Ordinarily, CAN is expected to be above the pedestrian display it has put up in this case. It is an association that ought to make the pursuit of justice its focus. Justice in its true sense is for all without any discrimination. Section 17(1) and (2) of the Nigerian Constitution recognizes this fact. While we would not bother ourselves with the other cheer groups of CAN, it is necessary to condemn the disappointing role of HURIWA. As a group of writers, a more cerebral approach to issues of public concern should be the basis of comments emanating from it. The group failed in its constitutional duty to hold those who have turned their various States into Christian States and are discriminatory against Muslims to account for their misdeeds. Instead, it has become an agency for CAN and for propagation of anti-Muslim agenda.
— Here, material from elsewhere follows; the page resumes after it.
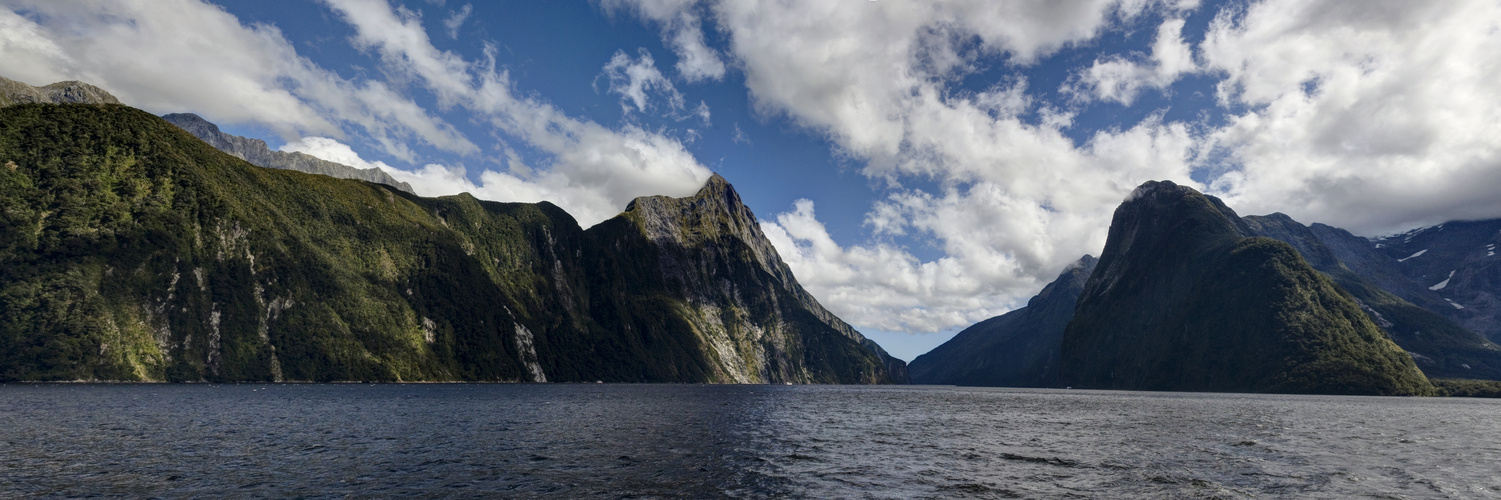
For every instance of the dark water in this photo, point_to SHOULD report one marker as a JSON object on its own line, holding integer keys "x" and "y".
{"x": 580, "y": 440}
Going forward, we wish to appeal to CAN to rise beyond pettiness and leave politicians to play their game of intrigues. The leadership of CAN should be more concerned with uniting the different segments of our country and deploy its huge resources in the pursuit of justice for all Nigerians. In this regard, there will be no need to denigrate any other Nigerian or public officer as was done to the person of the CJN by CAN and its proxies in this instance. We commend to CAN and to us all, Section 24(1) of the Nigerian Constitution which provides thus;

“It shall be the duty of every citizen to respect the dignity of other citizens and the rights and legitimate interest of others and live in unity and harmony and in the spirit of common brotherhood.”